Question

What is the product formed when acetylene reacts with hypochlorous acid :
(A) $C{H_3}COCl$
(B) $ClC{H_2}CHO$
(C) $C{l_2}CHCHO$
(D) $ClC{H_2}COOH$

Answer 1

Hint:In order to solve this question we need to see the complete analysis of the reaction when acetylene reacts with what happens when acetylene reacts with hypochlorous acid. To form $HCC{l_2} - C{(OH)_2}H$ after this the dehydration of water results in the final product.

Complete step-by-step answer:For solving this question we need to have the knowledge of the reactants so first is acetylene whose formula is $HC \equiv CH$ and the second one is hypochlorous acid whose formula is $HOCl$ these two reacts with each other to form an intermediate whose formula is $HCC{l_2} - C{(OH)_2}H$ .
Now we will see it according to equation:
$HC \equiv CH + 2HOCl \to HCC{l_2} - C{(OH)_2}H$
This is the complete reaction in which a molecule of acetylene (IUPAC name ethyne) reacts with 2 mole of hypochlorous acid to form the intermediate.Now after the dehydration of this intermediate the final product is formed. So we will be seeing it by the reaction:
$HCC{l_2} - C{(OH)_2}H\xrightarrow{{ - {H_2}O}}HCC{l_2} - CHO$
So now we will be analyzing this final reaction and know what is the final product.So when this intermediate is dehydrated then our final product is gained which is di-chloro acetaldehyde.

Hence our final product is gained and the third option which is (C) is correct.
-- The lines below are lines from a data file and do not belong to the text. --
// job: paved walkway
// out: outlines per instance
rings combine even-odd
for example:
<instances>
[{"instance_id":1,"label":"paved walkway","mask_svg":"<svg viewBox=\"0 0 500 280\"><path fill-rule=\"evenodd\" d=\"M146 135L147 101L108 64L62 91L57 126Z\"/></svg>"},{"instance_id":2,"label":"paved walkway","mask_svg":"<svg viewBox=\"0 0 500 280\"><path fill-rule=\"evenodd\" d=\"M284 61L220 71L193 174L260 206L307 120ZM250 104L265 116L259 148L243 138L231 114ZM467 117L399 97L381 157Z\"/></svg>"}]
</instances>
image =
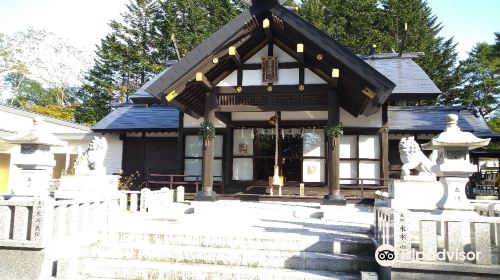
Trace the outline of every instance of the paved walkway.
<instances>
[{"instance_id":1,"label":"paved walkway","mask_svg":"<svg viewBox=\"0 0 500 280\"><path fill-rule=\"evenodd\" d=\"M321 219L325 214L328 220ZM185 214L190 213L190 214ZM218 235L329 236L367 238L373 224L366 206L290 202L191 202L164 213L120 215L112 231Z\"/></svg>"}]
</instances>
Note:In between the reaction when there is intermediate the reversible product mono acetaldehyde is also formed whose formula is $OHC - C{H_2}Cl$ .When the hypochlorous acid is attacking in the acetylene the –OH group attacks one carbon and joins in it and the Cl group is joined to another carbon and joins in that.So one bond is broken and the triple bond between two C is converted into a double bond.